La historia de la vida real es simple: dos chicas, un mal actor y cuatro años de mentiras. Ellas tan opuestas entre sí como un diamante y una esmeralda. Joyas con reflejos virtuosos de lo que él no será jamás. Una de ellas descubrió que la engañaba por una de esas casualidades que nos invitan a pensar si existen hilos manejados por una entidad siniestra que se divierte provocando caos de humor negro.

 

 

La más lista salió huyendo. La otra se quedó envuelta en el eje maltrecho que no puede girar en paz, se quedó a su lado a pesar de toda la mierda que además de todo tuvo que limpiar sin guantes. Me enteré de que la chica lista supo, por otra escalofriante casualidad, que el interfecto llegó a una reunión de gente en común acompañado de otra que no era la joya que gusta de limpiar miasmas. Él llegó acompañado de la novia de uno de sus mejores amigos. Abracé largamente a la chica que recogió su dignidad tiempo atrás. Tiene toda mi admiración por tener las agallas de hacer lo correcto a pesar de amar con todo su corazón. La quiero por tener la lucidez de descubrir mucho más que una infidelidad. La lección más grande que me dio es que supo sacar de su vida un fétido contenedor de basura repleto de mentiras, malas actuaciones, cobardía, deslealtad y una vergonzosa doble vida justo a tiempo de tajo.

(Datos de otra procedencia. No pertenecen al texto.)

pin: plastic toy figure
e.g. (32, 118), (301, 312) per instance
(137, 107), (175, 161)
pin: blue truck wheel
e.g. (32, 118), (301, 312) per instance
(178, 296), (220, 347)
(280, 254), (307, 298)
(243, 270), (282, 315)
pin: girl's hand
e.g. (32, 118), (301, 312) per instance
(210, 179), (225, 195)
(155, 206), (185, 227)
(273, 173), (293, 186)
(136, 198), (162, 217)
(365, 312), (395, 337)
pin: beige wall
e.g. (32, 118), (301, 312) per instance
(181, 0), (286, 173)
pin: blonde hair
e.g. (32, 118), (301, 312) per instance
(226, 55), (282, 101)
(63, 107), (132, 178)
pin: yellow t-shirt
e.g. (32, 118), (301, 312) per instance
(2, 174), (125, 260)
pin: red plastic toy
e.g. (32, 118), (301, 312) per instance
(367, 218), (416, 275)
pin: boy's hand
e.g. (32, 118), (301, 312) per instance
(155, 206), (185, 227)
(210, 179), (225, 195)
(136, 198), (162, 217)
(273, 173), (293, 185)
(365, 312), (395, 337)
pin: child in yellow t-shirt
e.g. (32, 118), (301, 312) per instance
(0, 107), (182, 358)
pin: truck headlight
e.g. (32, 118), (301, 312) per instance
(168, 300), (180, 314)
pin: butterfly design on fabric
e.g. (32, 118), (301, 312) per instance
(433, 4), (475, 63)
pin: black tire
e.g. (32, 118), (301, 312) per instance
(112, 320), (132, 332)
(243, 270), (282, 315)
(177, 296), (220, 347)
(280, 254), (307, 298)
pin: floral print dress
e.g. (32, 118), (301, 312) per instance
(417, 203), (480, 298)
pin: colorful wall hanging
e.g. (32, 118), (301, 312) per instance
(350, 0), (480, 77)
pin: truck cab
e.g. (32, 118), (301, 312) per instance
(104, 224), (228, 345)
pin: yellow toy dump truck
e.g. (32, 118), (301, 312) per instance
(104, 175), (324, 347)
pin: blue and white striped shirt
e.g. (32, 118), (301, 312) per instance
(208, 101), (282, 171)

Brindo por ella porque vive tranquila y a ella dedico este texto.

 

A título personal, me considero una mujer funcional en términos emocionales, preponderantemente honesta. Más allá de peroratas morales, considero a la fidelidad como algo relativo), por lo que entiendo que seguiré encontrándome a lo largo de mi camino con esta bala que hiere a veces de muerte. Que quizá sea yo la que dispare. Le otorgo una cláusula de inviolabilidad a valores más delicados como la honestidad. Puedo entender la infidelidad de un hombre, pero no puedo justificar la deslealtad, ni permitirle cabida en mi círculo. El apego nos empuja a exigir un compromiso que, por su esencia, se antoja virtualmente imposible. La fidelidad por amor es otra cosa. La pulsión del eros es ingobernable en algunos individuos. El raciocinio es nuestro mejor aliado en este tenor. Qué vicisitudes somos capaces de “soportar” (¿quién nos ha dicho que tengamos que soportar algo, carajo?) y cómo las vamos a adecuar a nuestro modus vivendi tiene tesituras múltiples. Cada quién sabe qué infierno decide cargar. Yo descarto los infiernos, amo vivir en paz.

 

 

La fidelidad es un bien escaso en estos tiempos de canallas y me queda tan claro como el hermoso cielo de Dinamarca. No me gustan los impostores, claro está. A menos que el impostor que toque mi puerta sea el cínico, divertido, atormentado y obsesivo compulsivo de Robert Downey Jr. . .de otra manera, por favor, no insista.

 

América Pacheco.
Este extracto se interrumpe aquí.